• Why I’m struggling with learning Azure Synapse

    So, for 2023 I’ve decided that I want to learn Azure Synapse. I want to be able to make training content on it by the end of the year. I’d like to be able to consult on it in two years. And right now, I am absolutely banging my head against the learning curve. Let’s talk about why.

    The integration problem

    Occasionally, I’ll describe Power BI as “3 raccoons in a trench coat: PowerQuery, DAX, and visuals”. What I mean by that is it is 3 separate products masquerading as a single, perfectly cohesive  product. Each of those pieces started out as separate Excel add-ins, and then were later combined into a single product. And it shows.

    The team at Microsoft have done a great job of smoothing out the rough edges, but you still occasionally run into situations where the integration isn’t perfect. A simple example is where should I create my date tables in Power BI? Should I use M or DAX? The answer is either! Both of them have good tooling for it. Because these tools evolved separately, there’s going to be some overlap and there’s going to be some gaps.

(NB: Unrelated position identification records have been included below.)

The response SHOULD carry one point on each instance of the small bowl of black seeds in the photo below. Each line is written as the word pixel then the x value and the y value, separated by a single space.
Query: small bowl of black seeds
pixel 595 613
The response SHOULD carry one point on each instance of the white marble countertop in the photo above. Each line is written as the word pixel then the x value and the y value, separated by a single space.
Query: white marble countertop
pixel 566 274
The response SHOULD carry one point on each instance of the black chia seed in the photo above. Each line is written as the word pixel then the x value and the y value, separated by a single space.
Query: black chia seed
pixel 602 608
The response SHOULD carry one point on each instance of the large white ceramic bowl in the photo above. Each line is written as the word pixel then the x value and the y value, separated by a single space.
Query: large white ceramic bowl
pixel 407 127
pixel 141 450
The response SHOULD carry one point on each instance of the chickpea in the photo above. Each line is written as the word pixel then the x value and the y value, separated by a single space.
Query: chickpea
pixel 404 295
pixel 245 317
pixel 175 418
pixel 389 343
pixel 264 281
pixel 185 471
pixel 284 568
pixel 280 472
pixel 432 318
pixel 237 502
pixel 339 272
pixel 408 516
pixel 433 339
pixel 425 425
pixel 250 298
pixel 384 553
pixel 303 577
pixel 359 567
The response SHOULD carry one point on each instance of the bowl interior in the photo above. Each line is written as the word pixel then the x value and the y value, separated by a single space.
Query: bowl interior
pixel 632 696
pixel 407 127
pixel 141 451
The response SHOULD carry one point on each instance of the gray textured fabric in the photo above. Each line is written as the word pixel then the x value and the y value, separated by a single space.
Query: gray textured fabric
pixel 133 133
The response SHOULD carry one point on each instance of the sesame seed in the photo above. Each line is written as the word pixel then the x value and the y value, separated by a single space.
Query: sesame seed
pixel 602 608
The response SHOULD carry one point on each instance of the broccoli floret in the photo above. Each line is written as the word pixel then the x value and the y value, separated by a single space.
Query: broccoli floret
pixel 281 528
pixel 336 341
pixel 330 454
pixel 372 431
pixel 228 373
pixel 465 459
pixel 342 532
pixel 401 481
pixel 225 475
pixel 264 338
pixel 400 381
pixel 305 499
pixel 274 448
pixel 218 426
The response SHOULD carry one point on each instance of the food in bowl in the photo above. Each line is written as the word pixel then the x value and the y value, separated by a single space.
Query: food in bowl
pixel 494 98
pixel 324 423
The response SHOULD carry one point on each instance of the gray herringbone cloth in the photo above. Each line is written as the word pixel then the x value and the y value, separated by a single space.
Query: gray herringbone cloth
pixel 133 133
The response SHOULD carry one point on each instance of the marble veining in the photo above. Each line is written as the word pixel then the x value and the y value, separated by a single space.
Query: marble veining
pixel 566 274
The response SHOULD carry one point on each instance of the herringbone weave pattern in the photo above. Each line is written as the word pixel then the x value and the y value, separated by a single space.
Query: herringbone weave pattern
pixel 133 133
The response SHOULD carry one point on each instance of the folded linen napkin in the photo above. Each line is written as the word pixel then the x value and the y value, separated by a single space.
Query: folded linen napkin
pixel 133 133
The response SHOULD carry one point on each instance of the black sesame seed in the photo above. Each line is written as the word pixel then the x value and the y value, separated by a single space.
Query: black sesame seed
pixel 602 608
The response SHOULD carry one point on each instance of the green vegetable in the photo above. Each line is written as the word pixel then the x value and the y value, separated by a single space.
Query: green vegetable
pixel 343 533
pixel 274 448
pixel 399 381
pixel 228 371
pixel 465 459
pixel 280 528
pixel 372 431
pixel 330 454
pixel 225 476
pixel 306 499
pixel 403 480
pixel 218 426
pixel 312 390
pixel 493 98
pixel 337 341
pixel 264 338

    Azure in general (and Synapse in particular) has this problem. If Power BI is 3 raccoons in a trench coat, Synapse is 10 of them wobbling from side to side. The power of the cloud is that Microsoft can quickly iterate and provide targeted tooling for specific needs. If a tool is unpopular or unsuccessful, like Azure Data Catalog, Microsoft can build a replacement, like Azure Purview.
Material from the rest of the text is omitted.